Super-Resolution

Based on multi-frame fusion along with the precise characterization of sensor and lens properties, Almalence Super-Resolution captures image details beyond the sensor pixel count and density and achieves higher SNR beyond the limit imposed by pixel size.

Unlike upscaling and sharpening techniques, creating an illusion of a more detailed picture, Almalence Super-Resolution actually reconstructs fine details (scientifically speaking – achieves MTF beyond the Nyquist limit of the sensor, or, simpler, captures the details smaller than a pixel), providing images and video which could be only captured with a higher resolution camera with bigger pixel size.
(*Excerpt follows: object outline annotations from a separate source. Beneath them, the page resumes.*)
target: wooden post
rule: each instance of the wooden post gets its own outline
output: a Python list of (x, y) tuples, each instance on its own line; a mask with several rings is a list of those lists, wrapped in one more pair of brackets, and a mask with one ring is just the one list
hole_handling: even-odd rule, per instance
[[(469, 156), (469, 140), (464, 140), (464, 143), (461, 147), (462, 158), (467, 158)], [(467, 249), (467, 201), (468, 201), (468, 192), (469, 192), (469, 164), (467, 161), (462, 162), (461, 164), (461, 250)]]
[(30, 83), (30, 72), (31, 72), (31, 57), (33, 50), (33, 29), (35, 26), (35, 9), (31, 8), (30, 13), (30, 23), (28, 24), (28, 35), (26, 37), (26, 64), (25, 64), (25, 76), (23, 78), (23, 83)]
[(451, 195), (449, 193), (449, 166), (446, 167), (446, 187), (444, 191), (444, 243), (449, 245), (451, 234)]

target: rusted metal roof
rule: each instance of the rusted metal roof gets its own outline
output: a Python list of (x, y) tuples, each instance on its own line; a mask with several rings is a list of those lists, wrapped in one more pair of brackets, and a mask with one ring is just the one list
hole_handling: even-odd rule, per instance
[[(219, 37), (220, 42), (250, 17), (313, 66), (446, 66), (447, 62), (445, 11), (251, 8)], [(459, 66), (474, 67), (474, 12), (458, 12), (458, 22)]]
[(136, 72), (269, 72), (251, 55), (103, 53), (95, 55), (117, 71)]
Left: the resolution limit of a camera;
Right: Same camera with Almalence Super-Resolution

Almalence Super-Resolution is used in:

  • Smartphones, to enable high-quality lossless zoom (our customers achieve the top DXOMARK Tele Zoom scores);
  • Medical cameras, to allow doctors to see more with the smallest endoscopes;
  • Machine vision cameras, to achieve robust objects recognition in adverse conditions;
  • VR/AR head-mounted displays, to enhance the picture quality of see-through cameras;
  • Laptop cameras, to achieve high picture quality whilst keeping thin bezel;
  • IoT, drones, and other industries – wherever the picture quality is limited by camera size, pixel count, or lighting conditions.

How it works

Almalence Super-Resolution simultaneously overcomes the limitations posed by sensor resolution capability, optical blur, and pixel noise using the following principles:

  • Registration of consecutive exposures with sub-pixel precision captures the details of a size smaller than the one imaged by a sensor pixel;
  • Neural network-based de-blur reconstructs the details beyond the optical blur and pixel noise.

Key features making Almalence Super-Resolution stand out and superior over other methods:

  • Non-iterative algorithm for short and predictable processing time.
  • Non-hallucinating AI reconstructs the image details, not guessing and replacing the actual picture with images from a dataset.
  • Algorithm architecture fit for vector processing enables real-time operation at video frame rates.
  • Precise calibration to achieve the topmost image quality at any given optical system.
  • Based on universal principles it is applicable to all kinds of cameras, from the tiniest endoscopy imagers to smartphone cameras to highest-end DSLRs.